# A Dependently Typed Language

## Overview

For this project, we implement the Calculus of Constructions (CoC)
by Coquand and Huet, which is a lambda calculus that sits at the top of the Lambda Cube. This means that
it includes polymorphism, type level operators, and dependent types. With the Simply Typed Lambda Calculus, terms are only
allowed to depend on terms. Polymorphism lets terms depend on types (e.g., generics). Type level operators allow types to
depend on types (e.g., `list`

in OCaml). Dependent types allow types to depend on terms. Dependent types are rather
uncommon in most programming languages, so I'd suggest reading these notes
created by our very own Adrian Sampson for an introduction to how dependent types work.

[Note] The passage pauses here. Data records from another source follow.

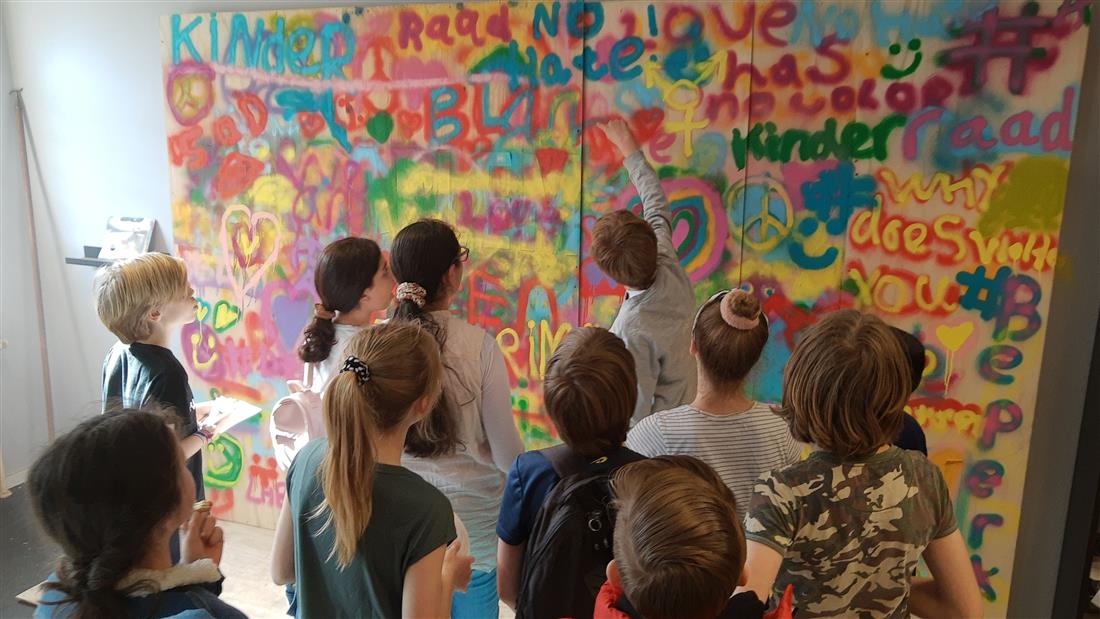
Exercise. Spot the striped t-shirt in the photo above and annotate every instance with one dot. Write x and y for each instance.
(739, 446)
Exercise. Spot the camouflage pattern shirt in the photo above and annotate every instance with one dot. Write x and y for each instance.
(850, 531)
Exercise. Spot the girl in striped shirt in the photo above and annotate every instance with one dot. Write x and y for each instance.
(739, 438)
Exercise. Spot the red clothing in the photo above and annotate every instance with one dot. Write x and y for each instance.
(611, 604)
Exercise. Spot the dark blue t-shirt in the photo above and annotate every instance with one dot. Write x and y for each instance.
(912, 435)
(530, 479)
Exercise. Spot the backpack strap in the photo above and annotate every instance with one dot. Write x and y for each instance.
(567, 462)
(307, 378)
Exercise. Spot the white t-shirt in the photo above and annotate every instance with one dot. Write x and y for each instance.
(475, 379)
(739, 446)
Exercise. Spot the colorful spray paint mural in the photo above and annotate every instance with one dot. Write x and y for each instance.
(904, 157)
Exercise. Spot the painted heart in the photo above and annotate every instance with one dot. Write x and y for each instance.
(245, 278)
(202, 310)
(409, 123)
(311, 123)
(226, 314)
(380, 126)
(646, 123)
(953, 338)
(551, 159)
(235, 175)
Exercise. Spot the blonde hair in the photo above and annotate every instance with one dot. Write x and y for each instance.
(679, 544)
(404, 366)
(846, 385)
(128, 290)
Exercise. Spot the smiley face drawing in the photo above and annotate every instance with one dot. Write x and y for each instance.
(891, 72)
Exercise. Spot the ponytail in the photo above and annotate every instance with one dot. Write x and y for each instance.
(344, 269)
(421, 254)
(348, 468)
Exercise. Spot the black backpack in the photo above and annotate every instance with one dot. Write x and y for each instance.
(570, 545)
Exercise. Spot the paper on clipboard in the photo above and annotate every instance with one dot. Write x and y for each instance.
(228, 412)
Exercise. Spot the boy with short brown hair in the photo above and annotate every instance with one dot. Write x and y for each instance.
(655, 319)
(590, 395)
(679, 545)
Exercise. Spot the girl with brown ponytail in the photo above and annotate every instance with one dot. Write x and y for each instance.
(360, 534)
(737, 437)
(353, 283)
(468, 442)
(112, 493)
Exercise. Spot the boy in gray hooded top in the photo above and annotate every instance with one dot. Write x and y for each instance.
(655, 319)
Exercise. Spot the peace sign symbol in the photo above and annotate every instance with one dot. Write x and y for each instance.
(190, 92)
(760, 209)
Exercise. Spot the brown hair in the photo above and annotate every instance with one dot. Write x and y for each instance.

Ultimately, dependent types allow us to make full use of the Curry-Howard ismorphism; that is, types correspond to logical statements, and programs correspond to proofs of such statements. For example, consider the polymorphic identity function $\Lambda A. \lambda x: a. x$, or written $(\lambda A : *)(\lambda x : A)x$ in CoC. The type of this program is written $[A: *][x: A]A$, which represents the logical statement $\forall A. a \implies a$. By the Curry-Howard isomorphism, the identity function serves as a proof for that statement because it inhabits the corresponding type. Through this, we can write proofs and be assured that they are free of mistakes (or at least moreso than hand-written proofs).

The Calculus of Constructions provides a quite simple type system that allows us to write proofs through programming. Our goal is to implement CoC and show the ability to write some proofs.

My implementation can be found on GitHub. Special thanks to Vincent Imbimbo for talking through and learning with me how CoC worked.

## Design

Some of the design decisions about how to write CoC programs came from an existing implementation
of CoC. That implementation is well written and good for working with CoC, though it uses a *slightly* different syntax.

### The Grammar

This paper provides a concise grammar for CoC:

This formulation is much simpler to understand than what is presented by Coquand and Huet.

### Typing Rules

CoC makes a distinction between *contexts* and *objects*. Contexts are products over $*$, that is, terms
of the form $[x_1 : M_1] [x_2 : M_2] ... [x_n : M_n] *$. These terms are denoted as $\Gamma$ and $\Delta$.
All other terms are considered objects. The typing rules are presented as follows:

There are two typing judgements: one of the form $\Gamma \vdash \Delta$, which means that $\Delta$ is a valid context given the valid context $\Gamma$, and $\Gamma \vdash M : P$, which means that $M$ has type $P$ in the context $\Delta$. Since programs usually start assuming an empty context, we have $\vdash \Gamma$ meaning $\Gamma$ is a valid context, and $\vdash M : N$ meaning that $M$ has type $N$.

Here is an example of a proof derivation for the type of the identity function $(\lambda A : *)(\lambda x : A)x$:

We can see the context is named for good reason: it keeps track of the types of variables. Interestingly, it also doubles as a way to abstract over types. CoC enjoys nice properties like strong normalization.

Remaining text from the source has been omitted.